Joscho certainly has tremendous technique!
Musically, it's not near the level of Bireli, who has so much creativity, inventiveness and spontaneity evident in his improvisation. If you listen to Joscho, he'll often begin his phrasing on the 1 beat. Doesn't seem to 'flow' through the changes like Django could, instead starts and stops in obvious and predictable places (licks). It can sound like a lot of exceptionally well rehearsed tricks just strung together endlessly, which becomes tiring to listen to- at least to my ears. You'll never hear him make a mistake, but maybe that means he doesn't take many risks either?
Joscho is obviously a world class player. It's subjective and up to your own musical tastes, so please take that all as "I don't listen to it much because..." rather than as "this is better than that". I'll tell you Bach kills it and Mozart is dull, another person might feel the opposite way. 🤷
I think Stephen is really, really, really great....but in a very overt way, as its mostly the impeccable razor technique & his distinct flash that comes at (blinds?) audiences, in my view. Sure, no one plays like him. Maybe no one will. But for me it's all very showy & overwhelming. Everything is so certain, so there in-my-face, so over the top, and... too desperate for attention. And not simply in the notes -- one can hear all this in his pick attack alone. I'll admit that I haven't listened to all that much of his recordings. But that's because I don't enjoy listening to him for any extended period of time, as it gets kind of exhausting.
Also, can one be considered a "legend" when not even 45 years old yet? I didn't think so. But maybe. What do I know?
Interesting point that he mostly works with licks rather than improvising ( thinking of Jimmy and stochello). I think his more recent work has a lot more creativity than his older stuff and he also isn’t as flashy as his older stuff either.
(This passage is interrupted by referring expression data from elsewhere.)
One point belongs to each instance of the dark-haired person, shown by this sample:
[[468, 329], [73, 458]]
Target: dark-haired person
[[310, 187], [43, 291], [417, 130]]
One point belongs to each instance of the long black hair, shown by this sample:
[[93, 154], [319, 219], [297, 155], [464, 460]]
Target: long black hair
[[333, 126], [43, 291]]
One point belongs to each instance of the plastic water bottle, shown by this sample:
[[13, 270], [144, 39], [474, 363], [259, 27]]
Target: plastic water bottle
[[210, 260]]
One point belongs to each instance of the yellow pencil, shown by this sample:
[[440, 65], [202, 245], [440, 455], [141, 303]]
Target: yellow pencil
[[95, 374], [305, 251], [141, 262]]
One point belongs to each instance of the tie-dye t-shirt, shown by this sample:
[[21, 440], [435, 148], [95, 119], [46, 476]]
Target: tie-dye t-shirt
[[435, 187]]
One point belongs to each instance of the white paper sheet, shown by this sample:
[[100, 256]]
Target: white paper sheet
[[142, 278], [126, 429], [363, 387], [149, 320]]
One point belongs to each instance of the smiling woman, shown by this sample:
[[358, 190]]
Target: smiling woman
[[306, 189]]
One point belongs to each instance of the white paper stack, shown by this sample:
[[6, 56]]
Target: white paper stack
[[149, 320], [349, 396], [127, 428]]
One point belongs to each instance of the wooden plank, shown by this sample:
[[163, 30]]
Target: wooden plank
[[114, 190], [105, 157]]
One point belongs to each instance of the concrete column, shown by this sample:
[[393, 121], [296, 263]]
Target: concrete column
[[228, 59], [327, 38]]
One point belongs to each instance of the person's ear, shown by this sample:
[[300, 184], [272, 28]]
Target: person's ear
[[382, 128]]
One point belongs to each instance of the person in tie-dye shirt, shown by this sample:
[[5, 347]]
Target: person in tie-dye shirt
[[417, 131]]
this is definitely just an opinion (so don’t go crazy over it) but his videos with bireli, I personally think he outplayed him but in a way went to his roots ( flashy licks and tremendous speed in order to do so). I obviously think though most likely Bireli wasn’t giving it his all and was letting Joscho take the limelight.
I would say his accuracy in his technique is sort of I guess not in the style of gypsy jazz where a lot of people don’t try to play everything as clean as possible.
in my opinion Jimmy Rosenberg was already a legend before he turned 18.
Wow-You guys are a tuff audience! 🙂
Awareness of gypsy jazz in the USA kind of began with the release of "Django Legacy" on VHS in the early 90s. For many people, including me, it was the first time they'd seen anyone actually playing this music - Birili, Stochelo, Fapy Lafertin, the Ferres, Serge Kreif.... At the time, there were only a few people playing at the level those guys were, and they have all gone on to become legends of this music.
Today, there are a whole lot of people who can play this music with amazing skill, and that certainly includes Joscho. But who is a legend? I think we reserve that for players like Bireli and Stochelo, Boulou and Fapy.... Because really, who can touch those guys?
it’s interesting because to me a legend is someone who is an innovator and also to me Joscho is different to Bireli, stochello and so on. Obviously my ears aren’t great so potentially Joscho is just recycling licks that everyone has heard hundreds of times. But I think more recently in the past few years you can hear that Joscho has definitely fine tuned his approach and I feel as though he is a level above people such as Olli soikelli for example. Maybe he is more in between being someone who is a great player and a legend
Legend or not, he already has a fine legacy behind him and will do more.
I can say that I enjoyed his earlier playing more. His sound today? Well, for one I think all can agree that his sound is unmistakable. That's not something you can say about every top player on the scene. I was also at his shows where he literally brought the audience to their feet.
Much like early 2000s Jimmy Rosenberg, Joscho can definitely be a "gateway drug" kinda player because at first listen his virtuoso technique is almost stupefying. I think some of the criticism revolves around the fact he often seems to play certain phrases simply for the sake of theatrics and this becomes especially apparent in some of his earlier jams with other players where he seemingly comes off like he's more concerned about having a cutting session as opposed to building the tune by organically playing off one and other (imo) - the Djangology jam with him and Gonzalo from 10 years ago really stands out as an example of this, imo.
That said, he's definitely made efforts to expand his vocabulary and imo current Joscho plays with far more complexity, nuance and maturity than younger, more theatric-based Joscho. My only criticism would be he sometimes seems almost too polished, even when he "isn't playing it safe" and gets a little bit more out. But lord knows he's made some beautiful music and has recorded some truly wonderful jams with his contemporaries.